Reacting to an expert's negative comments about insurance companies' use of catastrophe models, industry representatives said carriers have improved their use and understanding of models since Hurricane Katrina.

Their comments came in response to a speech by Karen Clark, president of Karen Clark and Company and a pioneer in the modeling field. Ms. Clark said in a recent speech that insurers have become too reliant on catastrophe models when deciding which risks should be cancelled and which ones are acceptable.

She is not the only recent critic of catastrophe modeling use. A regulator this week suggested models had an excessive impact on rating firms and insurer rate requests.

Bob Detlefsen, vice president for public policy at the National Association of Mutual Insurance Companies (NAMIC), said he does not see an industrywide overuse of cat models, but he acknowledged that their use has become more prominent.

Mr. Detlefsen said that while some insurers may possibly be relying too heavily on them, "from what I hear, it's a matter of how they weigh the results that the models produce relative to those more traditional underwriting factors."

"It's not that they've abandoned them in favor of models, but for some insurers the models are becoming more prominent in their calculations than was the case before Katrina," he noted.

After Katrina, Mr. Detlefsen said, insurers may have drawn the conclusion that "relying on historical loss data is something that has to be supplemented by a technique like modeling that takes into account future trends."

He noted that models help insurers account for prospective factors other than weather, including increased concentration of population along the coast.

Mr. Detlefsen said that models can tell an insurer how many people will be living in an area five or ten years from now, what structures may look like, etc. This information, he noted, can't be captured relying on historical loss data.

Debra Ballen, executive vice president, public policy management for the American Insurance Association (AIA), pointed out that insurers also have a better understanding of how to use models than they did in the past.

She said decisions are not based solely on data reported by a model. "My understanding is that the actuarial standards of practice don't allow a company to...pick up a model and pluck it into its ratemaking without [understanding] what the model is and also understanding what the appropriate risk is."

Matthew Grant, chief markets officer at Risk Management Solutions (RMS), a modeling company, said that before 2005, communication between people using the models and senior management at insurance companies was worse than it is today.

He said senior management didn't challenge those using the models to see where there may be gaps in the model results.

Today, he noted, "the quality of people using models continues to get better and better." The users are sophisticated now, and more educated in how to use and apply model data. Senior management, too, is now asking the right questions, he added.

Mr. Detlefsen and Ms. Ballen also agreed that there is pressure from rating agencies and reinsurers to incorporate cat modeling into their underwriting.

At the recent Standard & Poor's Insurance-Linked Securities Conference in New York, South Carolina Insurance Director Scott Richardson delivered a scathing attack on the way rating agencies use cat model results to pressure regulators into approving large rate hikes.

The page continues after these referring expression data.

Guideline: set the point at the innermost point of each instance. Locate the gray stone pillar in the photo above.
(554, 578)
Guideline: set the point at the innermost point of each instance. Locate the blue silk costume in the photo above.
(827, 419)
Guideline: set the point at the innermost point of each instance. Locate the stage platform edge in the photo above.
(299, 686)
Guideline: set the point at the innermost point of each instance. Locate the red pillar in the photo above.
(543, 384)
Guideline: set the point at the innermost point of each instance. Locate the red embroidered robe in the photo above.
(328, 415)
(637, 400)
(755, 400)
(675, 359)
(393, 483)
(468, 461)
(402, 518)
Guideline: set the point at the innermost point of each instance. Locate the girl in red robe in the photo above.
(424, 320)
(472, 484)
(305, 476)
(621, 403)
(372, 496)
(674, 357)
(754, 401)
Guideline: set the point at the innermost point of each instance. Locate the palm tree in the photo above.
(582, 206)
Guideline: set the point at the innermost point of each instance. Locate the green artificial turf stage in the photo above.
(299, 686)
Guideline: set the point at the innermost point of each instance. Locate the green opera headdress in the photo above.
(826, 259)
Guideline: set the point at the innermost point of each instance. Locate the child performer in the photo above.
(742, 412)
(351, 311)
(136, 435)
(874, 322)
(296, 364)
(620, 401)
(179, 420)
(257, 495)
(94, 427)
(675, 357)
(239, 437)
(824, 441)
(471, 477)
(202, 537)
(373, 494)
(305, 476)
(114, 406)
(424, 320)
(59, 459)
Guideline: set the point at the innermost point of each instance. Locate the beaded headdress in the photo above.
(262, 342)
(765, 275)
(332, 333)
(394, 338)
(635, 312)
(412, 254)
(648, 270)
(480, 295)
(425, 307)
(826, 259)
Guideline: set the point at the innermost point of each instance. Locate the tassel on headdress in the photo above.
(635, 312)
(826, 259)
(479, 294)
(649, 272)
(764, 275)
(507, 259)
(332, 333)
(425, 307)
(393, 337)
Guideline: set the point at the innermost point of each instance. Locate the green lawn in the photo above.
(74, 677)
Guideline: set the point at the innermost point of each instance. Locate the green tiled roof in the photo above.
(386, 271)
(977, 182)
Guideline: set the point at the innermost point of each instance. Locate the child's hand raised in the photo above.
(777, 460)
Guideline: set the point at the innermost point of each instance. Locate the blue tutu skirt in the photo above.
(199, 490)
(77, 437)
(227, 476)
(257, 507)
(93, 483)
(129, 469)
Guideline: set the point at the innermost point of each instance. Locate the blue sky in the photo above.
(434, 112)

Mr. Richardson, using A.M. Best Co. rating agency as an example, said "they came into one of our companies" in South Carolina and said that if the company wanted to write in catastrophe areas, then it needed enough surplus to be able to withstand two 100-year storms and one additional catastrophe event to retain its ratings.

Noting that regulators had always looked at one 1-in-100-year event as the standard, he added, "I don't have to explain to all of you that there's a huge difference between two and one 1-in-100-year events."

Both Ms. Ballen and Mr. Grant agreed with Ms. Clark's comments about the importance of properly understanding models.

Ms. Ballen said there needs to be consistency with respect to exactly how models are used "so that there isn't disconnect between, for example, a reinsurer's evaluation of what the model means and the insurer's evaluation, because that isn't going to work."

Mr. Grant said that models are sophisticated, and that it is important for users to understand what level of uncertainty there is in the results. The output, he said, is "not simply black and white," and different levels of uncertainty exist depending on varying factors.